まるで安い「ヒーローもの」の映画のようなタイトルだが、見終えたときにはこのタイトルがぴったりの映画だと納得する。映画を見て久々に泣いた。これはスーパースター、エルトン・ジョンの伝記映画である。本人がプロデュースしているから、自分に都合のいいような映画になるというよくあるパターンを踏む可能性も無きにしも非ずだったことだろう。だがこれはそんなつまらない映画ではない。素晴らしい傑作だ。昨年の大ヒット作『ボヘミアン・ラブソディ』を最終的にノンクレジットで監督したデクスター・フレッチャーが監督した渾身の力作。
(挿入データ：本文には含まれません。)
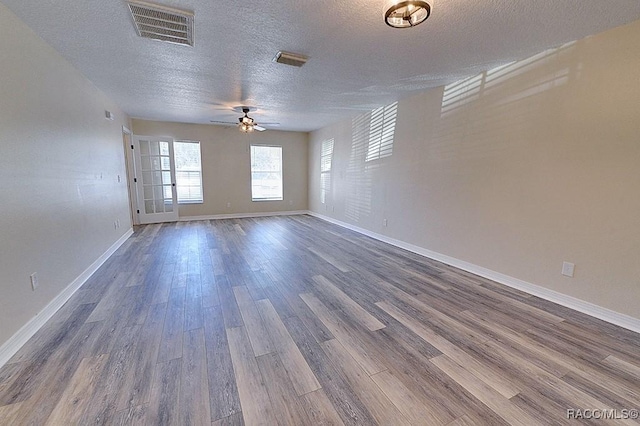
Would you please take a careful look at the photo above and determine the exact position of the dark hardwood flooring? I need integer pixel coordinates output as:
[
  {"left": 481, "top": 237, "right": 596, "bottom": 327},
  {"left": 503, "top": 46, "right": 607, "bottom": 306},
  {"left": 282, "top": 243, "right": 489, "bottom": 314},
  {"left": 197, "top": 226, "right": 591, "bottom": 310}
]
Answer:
[{"left": 0, "top": 215, "right": 638, "bottom": 425}]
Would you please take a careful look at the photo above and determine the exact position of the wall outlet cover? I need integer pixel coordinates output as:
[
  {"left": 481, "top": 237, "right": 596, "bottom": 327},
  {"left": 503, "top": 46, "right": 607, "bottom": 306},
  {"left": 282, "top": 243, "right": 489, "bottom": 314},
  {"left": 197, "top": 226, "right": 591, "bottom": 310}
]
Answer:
[
  {"left": 30, "top": 273, "right": 39, "bottom": 291},
  {"left": 562, "top": 261, "right": 575, "bottom": 277}
]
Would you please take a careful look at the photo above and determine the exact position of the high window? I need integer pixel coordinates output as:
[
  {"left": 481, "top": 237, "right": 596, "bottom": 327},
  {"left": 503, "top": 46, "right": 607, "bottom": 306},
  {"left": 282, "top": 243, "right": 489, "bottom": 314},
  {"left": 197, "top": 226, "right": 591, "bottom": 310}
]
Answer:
[
  {"left": 173, "top": 140, "right": 203, "bottom": 203},
  {"left": 250, "top": 145, "right": 283, "bottom": 201}
]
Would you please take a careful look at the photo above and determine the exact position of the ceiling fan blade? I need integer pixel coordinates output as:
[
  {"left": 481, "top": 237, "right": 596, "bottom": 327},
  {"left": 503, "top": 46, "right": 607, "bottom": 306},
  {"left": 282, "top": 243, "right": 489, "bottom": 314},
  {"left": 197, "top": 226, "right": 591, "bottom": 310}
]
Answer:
[
  {"left": 210, "top": 120, "right": 236, "bottom": 125},
  {"left": 254, "top": 125, "right": 266, "bottom": 132}
]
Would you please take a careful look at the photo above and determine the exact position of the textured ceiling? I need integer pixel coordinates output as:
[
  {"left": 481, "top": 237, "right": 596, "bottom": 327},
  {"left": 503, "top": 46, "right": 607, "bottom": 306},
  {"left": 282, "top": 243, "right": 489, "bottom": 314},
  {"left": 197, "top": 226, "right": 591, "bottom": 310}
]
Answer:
[{"left": 2, "top": 0, "right": 640, "bottom": 132}]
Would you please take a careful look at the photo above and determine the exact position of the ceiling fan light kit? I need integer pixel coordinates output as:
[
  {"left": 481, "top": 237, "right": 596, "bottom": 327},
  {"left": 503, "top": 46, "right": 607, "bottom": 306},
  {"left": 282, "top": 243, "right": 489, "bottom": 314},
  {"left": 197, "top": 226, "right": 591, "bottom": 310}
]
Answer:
[
  {"left": 384, "top": 0, "right": 432, "bottom": 28},
  {"left": 210, "top": 106, "right": 272, "bottom": 132},
  {"left": 237, "top": 107, "right": 265, "bottom": 133},
  {"left": 240, "top": 123, "right": 254, "bottom": 133}
]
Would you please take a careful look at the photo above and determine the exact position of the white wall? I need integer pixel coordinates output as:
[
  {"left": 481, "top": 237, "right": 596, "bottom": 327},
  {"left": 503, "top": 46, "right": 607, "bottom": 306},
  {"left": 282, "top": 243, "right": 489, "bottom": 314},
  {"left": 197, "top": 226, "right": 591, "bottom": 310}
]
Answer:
[
  {"left": 0, "top": 4, "right": 132, "bottom": 347},
  {"left": 131, "top": 120, "right": 308, "bottom": 218},
  {"left": 309, "top": 19, "right": 640, "bottom": 321}
]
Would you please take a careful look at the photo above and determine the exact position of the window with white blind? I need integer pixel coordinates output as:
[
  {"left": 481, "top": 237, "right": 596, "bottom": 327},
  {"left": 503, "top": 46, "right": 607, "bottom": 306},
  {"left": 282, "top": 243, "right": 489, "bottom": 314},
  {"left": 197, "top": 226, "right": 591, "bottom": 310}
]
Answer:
[
  {"left": 320, "top": 138, "right": 334, "bottom": 204},
  {"left": 250, "top": 145, "right": 283, "bottom": 201},
  {"left": 173, "top": 140, "right": 203, "bottom": 203},
  {"left": 366, "top": 101, "right": 398, "bottom": 162}
]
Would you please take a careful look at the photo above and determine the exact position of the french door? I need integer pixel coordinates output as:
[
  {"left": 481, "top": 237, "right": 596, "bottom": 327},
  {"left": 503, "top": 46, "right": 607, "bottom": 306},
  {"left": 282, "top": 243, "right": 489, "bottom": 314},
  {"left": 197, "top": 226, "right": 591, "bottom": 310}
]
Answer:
[{"left": 132, "top": 136, "right": 179, "bottom": 224}]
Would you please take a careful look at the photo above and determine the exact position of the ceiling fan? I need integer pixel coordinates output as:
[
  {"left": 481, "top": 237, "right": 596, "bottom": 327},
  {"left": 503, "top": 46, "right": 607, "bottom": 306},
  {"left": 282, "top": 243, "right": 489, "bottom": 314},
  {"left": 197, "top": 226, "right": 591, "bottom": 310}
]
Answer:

その完成度の高さは、もちろんボヘミアンの比ではない。だいたい僕はエルトン・ジョンの信者ではない。というか、彼のことをよく知らない。そんな僕だからこそ、純粋にこの映画にのめり込めたのかもしれない。孤独な少年の心の叫びが描かれる。
両親の愛に飢えた5歳の少年がピアノを通して生きていく術を見出し、信頼できる有人に支えられて、自己実現していく。しかし、心の弱さは克服されず、やがてドラッグに溺れて再び自分を見失う。そんな彼の少年時代から今までを描くミュージカル映画だ。そうなのだ。これはなんとミュージカルである。そこがかなり重要な部分だ。こんなにも奇異なエルトンの生きざまを描くにはそういうユーモアが必要だった。
彼はただ両親のハグが欲しかっただけ。そんな彼が、満たされない想いを抱きながら必死に生きていく姿に心打たれた。特に、ミュージシャンとして成功するまでを描く前半部分が素晴らしい。しかし、その後の、道化としてしか生きられない日々を描く後半部分も、痛ましいけどそれが本当のことだから余計に胸に沁みてくる。こんなふうにしか生きられなかった天才の苦悩、それをどう乗り越えていくか。
たった2時間のミュージカル仕立てのドラマは彼の生涯を描くスーパースターの成功譚ではなく、彼が自分の弱さと向き合いそれをどう克服したのかを描く。これは見終えたときに、勇気の出る映画だ。みんなに勧める。誰が見ても面白いはず。